During the second quarter, e-commerce continued to boost industrial properties along the Interstate 78-81 corridor.

Online shopping and delivery is driving demand for more space along the Interstate 78-81 corridor. (Stock photo) –

A second-quarter market report from real estate firm CBRE showed occupancy gains of 1.9 million square feet and $135 million in investments along the corridor, which spans Lackawanna, Luzerne, Monroe and Carbon counties in northeast Pennsylvania; Schuylkill, Northampton, Lehigh and Berks to the south; and Dauphin, Lebanon, Lancaster, Cumberland, York, Adams, and Franklin counties in Central Pennsylvania.

Brick-and-mortar retailers are closing some of their distribution centers, but e-commerce companies are quickly moving in behind them.

“Even as some of these Lehigh Valley companies are closing, there are other companies lining up to take their place,” said Vince Ranalli, senior vice president at CBRE in Wayne.

In some cases, developers are even repurposing obsolete vacant office buildings into industrial properties.

A case in point is the former Guardian Life Insurance office building in Hanover Township, Northampton County J.G. Petrucci is redeveloping the office into The Lehigh Valley Flex Center.

Meanwhile, another developer plans to repurpose the former Bon-Ton warehouse in Whitehall into an active industrial property, Ranalli added.

“There’s still some creative things happening,” Ranalli said. “Developers tear down old, inefficient buildings and build new ones. As land becomes scarce, developers are getting more creative.”

E-commerce will continue to drive development of both repurposed and new industrial properties, and there has been little slowdown for summer.

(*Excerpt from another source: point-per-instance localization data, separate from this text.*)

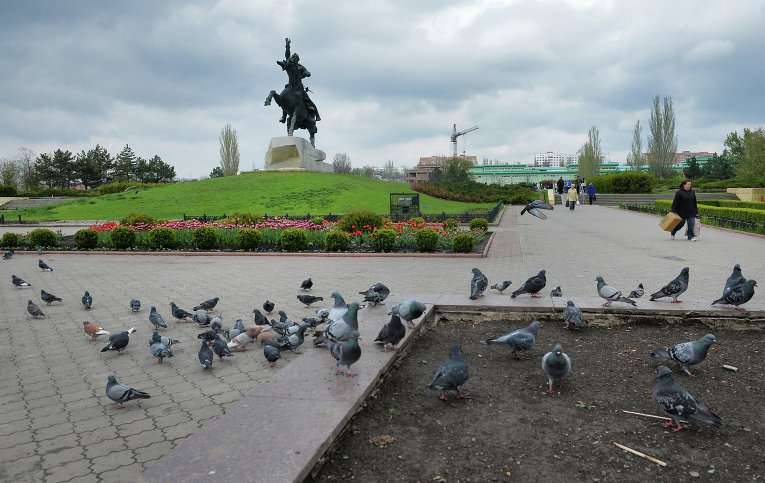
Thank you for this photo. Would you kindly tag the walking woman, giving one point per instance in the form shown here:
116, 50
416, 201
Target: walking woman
685, 206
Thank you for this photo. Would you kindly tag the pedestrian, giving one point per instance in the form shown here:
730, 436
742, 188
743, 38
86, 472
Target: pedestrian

“Here we are in July, activity is really strong, there’s lots of tours, lots of new companies to the area,” Ranalli said. “Rental rates are still really strong for the Lehigh Valley so you are going to have a very good market right now.”

The report showed average asking rents decreased from $4.74 per square foot in the first quarter to $4.56 per square foot in the second quarter, largely because of an increase in Class B and C buildings on the market.

In Central Pennsylvania, average asking lease rates were at $4.69 per square foot, while Lehigh Valley showed $5.50.

Furthermore, as land gets scarcer, CBRE said it anticipates developers will push further into Central Pennsylvania and north into Northeast Pennsylvania.

Vacancy rates showed a slight increase, moving up from 6.1 percent in the first quarter to 6.2 percent. CBRE said it anticipates a slight increase in vacancy rates over the coming quarters as more buildings enter the market.

More than 2.4 million square feet of new buildings hit the market in the second quarter, with the bulk of the total in Central Pennsylvania and the Lehigh Valley, with the remainder in northeast Pennsylvania. Construction starts totaled more than 2.1 million square feet as developers broke ground on new buildings throughout the corridor.

All told, Central Pennsylvania showed nearly 6.1 million square feet of industrial properties under construction while Lehigh Valley showed nearly 6.3 million square feet.